This post is about my understanding of André van Tonder's SRFI 72 - a specific way of implementing hygiene, which differs from more widely used hygienic systems such as the venerable syntax-case.
It must be said that hygiene is still an area of active research. There be dragons. Nevertheless, van Tonder is quite confident of his design, going so far as calling it "improved hygiene". David Herman, who wrote the
bookdissertation on the theory of hygienic macros is skeptical. Anton van Straaten makes some mediatory points. Matthew Flatt raises even more mind-bending questions.
That said, for a hygiene noob like me, SRFI 72 seems to be an elegant and workable design. I wrote a half-assed Lisp->C compiler that contains a SRFI 72 inspired macro system (here's a test from SRFI 72 in my Lisp that works -- phew) and the experience was quite pleasurable. Of the couple thousand lines of C in the system, only a couple dozen or so deal with hygiene.

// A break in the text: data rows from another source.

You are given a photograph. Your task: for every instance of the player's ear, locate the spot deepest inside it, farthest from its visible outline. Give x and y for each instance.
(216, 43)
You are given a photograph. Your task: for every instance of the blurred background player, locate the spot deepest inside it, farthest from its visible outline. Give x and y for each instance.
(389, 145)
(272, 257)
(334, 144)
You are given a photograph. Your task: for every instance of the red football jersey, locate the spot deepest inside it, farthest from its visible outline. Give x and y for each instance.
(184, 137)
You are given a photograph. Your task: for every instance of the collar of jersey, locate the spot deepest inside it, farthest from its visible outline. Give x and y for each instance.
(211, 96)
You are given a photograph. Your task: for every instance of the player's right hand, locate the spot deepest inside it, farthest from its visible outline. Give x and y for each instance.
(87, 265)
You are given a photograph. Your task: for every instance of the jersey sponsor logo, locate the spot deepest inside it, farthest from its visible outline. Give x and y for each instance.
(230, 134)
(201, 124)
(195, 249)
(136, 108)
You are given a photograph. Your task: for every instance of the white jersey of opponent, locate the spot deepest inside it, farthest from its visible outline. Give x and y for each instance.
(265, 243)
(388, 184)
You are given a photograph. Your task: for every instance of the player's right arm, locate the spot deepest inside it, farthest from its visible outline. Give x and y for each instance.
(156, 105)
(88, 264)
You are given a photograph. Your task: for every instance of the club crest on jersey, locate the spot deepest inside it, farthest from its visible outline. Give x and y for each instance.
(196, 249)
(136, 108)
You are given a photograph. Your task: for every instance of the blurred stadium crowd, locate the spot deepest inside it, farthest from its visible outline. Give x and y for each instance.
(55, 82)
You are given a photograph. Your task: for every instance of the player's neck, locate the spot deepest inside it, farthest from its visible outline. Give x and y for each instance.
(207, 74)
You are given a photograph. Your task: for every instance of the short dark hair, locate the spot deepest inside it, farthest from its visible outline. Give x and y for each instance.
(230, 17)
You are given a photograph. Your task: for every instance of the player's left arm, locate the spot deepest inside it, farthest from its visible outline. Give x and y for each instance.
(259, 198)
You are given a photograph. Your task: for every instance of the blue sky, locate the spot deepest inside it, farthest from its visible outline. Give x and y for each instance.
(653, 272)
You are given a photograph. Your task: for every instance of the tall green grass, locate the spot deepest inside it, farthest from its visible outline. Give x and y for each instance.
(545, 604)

Basically, what SRFI 72 says is this: when you create a piece of code using the code constructors syntax or quasisyntax, e.g.
(syntax (let ((x 1)) (foo x)))
the identifiers in there (let, x, foo) get a fresh hygiene context (or "color"). Thus they won't conflict with identifiers of another color -- such as those created by somebody else (e.g. another macro, or the user's source). That was the easy part.
Additionally, SRFI 72 makes such pieces of code obey a discipline that is similar to lexical scoping. That is the meaning of 72's money quote that van Tonder repeats multiple times, in the hope of hammering his point home:
the evaluation of any nested, unquoted syntax or quasisyntax forms counts as part of the evaluation of an enclosing quasisyntax.
Say we have some piece of silly code, like:
(quasisyntax (bla bla bla ,(some-unquoted-stuff (lambda () (quasisyntax (bla bla bla))))))
The outer quasisyntax constructs/quotes the piece of code. Then the "," unquotes and we call some contrived function that happens to take a lambda as argument. Then, inside the lambda there's another quasisyntax, so we're quoted again. The contrived unquoted stuff and the lambda don't matter. What matters is that there's an inner quasisyntax lexically embedded in the outer quasisyntax.
Now, SRFI 72's money quote tells us that the inner quasisyntax's bla's have the same color as the outer quasisyntax's bla's. Why? Because the inner quasisyntax is lexically nested in the outer quasisyntax, and like a lexical variable binding, the outer quasisyntax's color is "inherited" down to the inner quasisyntax.
This took me a looooooooooooooooooong while to figure out, and I hope that this post will help those trying to understand SRFI 72.